I was concerned that I was unclear, but somewhat uncertain as to how
to be more so.

I am not concerned about there being a smooth, curved boundary to any
set of points. I am content to work with a shape defined by the
points that are the farthest from any given location (for simplicity,
imagine the center) within the cluster of data points. These maximal
points define what I would call the boundary of the shape and the
shape would be a connect-the-dots type shape.

Is that any clearer?

Todd

I don't think there is a built-in library to do what you want. I suggest
posting this question in comp.graphics.algorithms, it seems more
appropriate for this kind of question.

 

[Daniel Pitts]

Pete,

Imagine a bubble-letter C or U, like the kind middle-school girls
draw.

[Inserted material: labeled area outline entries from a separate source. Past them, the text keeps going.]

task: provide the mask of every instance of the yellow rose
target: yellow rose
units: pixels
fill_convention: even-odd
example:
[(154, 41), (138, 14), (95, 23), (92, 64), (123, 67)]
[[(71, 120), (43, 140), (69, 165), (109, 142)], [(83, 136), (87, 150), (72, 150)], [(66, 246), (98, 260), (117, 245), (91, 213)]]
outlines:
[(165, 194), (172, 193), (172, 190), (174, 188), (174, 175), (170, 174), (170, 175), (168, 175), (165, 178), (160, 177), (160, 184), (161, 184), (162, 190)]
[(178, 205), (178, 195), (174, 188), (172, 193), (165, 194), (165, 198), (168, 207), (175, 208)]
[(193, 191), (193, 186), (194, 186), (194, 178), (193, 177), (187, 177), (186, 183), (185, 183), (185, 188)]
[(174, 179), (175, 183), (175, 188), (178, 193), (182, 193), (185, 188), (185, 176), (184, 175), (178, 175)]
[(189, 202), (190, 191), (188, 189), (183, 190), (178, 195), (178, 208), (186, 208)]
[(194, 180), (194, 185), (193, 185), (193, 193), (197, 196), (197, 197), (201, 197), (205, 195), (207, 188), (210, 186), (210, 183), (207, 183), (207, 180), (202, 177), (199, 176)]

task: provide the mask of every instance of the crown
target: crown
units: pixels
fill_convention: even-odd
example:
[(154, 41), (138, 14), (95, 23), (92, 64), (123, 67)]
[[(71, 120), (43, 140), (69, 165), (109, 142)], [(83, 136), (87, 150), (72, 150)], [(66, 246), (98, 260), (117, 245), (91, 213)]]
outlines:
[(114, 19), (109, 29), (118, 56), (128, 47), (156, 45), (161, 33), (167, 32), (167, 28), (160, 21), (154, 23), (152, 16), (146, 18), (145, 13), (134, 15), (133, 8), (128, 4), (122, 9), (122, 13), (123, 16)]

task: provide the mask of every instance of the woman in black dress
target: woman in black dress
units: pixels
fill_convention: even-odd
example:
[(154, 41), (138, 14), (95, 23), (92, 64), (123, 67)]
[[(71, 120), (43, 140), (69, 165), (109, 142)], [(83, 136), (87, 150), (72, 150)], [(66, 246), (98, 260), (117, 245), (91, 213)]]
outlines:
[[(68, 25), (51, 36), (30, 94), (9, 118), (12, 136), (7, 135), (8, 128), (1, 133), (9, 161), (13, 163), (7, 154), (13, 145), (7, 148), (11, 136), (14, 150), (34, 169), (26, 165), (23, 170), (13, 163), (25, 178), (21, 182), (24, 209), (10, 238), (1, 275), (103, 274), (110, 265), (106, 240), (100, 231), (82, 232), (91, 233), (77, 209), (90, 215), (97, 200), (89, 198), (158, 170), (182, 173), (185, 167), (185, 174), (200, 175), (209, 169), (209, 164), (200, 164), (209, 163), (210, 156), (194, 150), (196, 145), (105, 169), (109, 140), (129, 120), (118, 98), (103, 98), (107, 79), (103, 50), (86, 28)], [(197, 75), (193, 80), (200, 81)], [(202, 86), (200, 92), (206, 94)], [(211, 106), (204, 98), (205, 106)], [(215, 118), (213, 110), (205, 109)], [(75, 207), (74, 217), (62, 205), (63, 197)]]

Now, imagine just taking a pen and filling the bubble-letter
with dots. Remove the bubble-letter border, leaving just the dots,
and you have the data set that I am starting with.

Visually, you can see the "edge" defined by where the points are
and where the points are not. This interface between have and
have not is what I am calling the boundary.

I am trying to create an algorithm that will locate those points
that are at the interface between have and have not. And then
use those points to create an approximation of the shape (imagine
a non-smooth bubble-letter). This closed polygon can then be
used to define those points which are inside and those points
which are not.

I don't feel like I have clarified my position very well.

Another example that I have just thought of is a bit more
abstract. Imagine you have a supply of rocks and a sling-shot.
You will be shooting the rocks into the air over a body of
water. When you hear a splash, you write down the angles
and strength of launch. Once you have launched a whole
bunch of rocks, you then convert the data to x and y and
plot the result. This would be an approximate map of the
body of water. Now, if there were a peninsula in the water,
there will be a void in the plot. You would be able to
see this. The shore of the water is the boundary of the
points and would define whether the rock is wet or not.

Again, not feeling like I am too clear, so let me know
if I need to try again.

Todd

Ah, at this point it sounds like you're dealing with more
pattern-recognition type of problems, and more appropriate to an A.I.
newsgroup or fuzzy-logic.

Good luck.

 

[Arved Sandstrom]

Imagine a bubble-letter C or U, like the kind middle-school girls
draw. Now, imagine just taking a pen and filling the bubble-letter
with dots. Remove the bubble-letter border, leaving just the dots,
and you have the data set that I am starting with.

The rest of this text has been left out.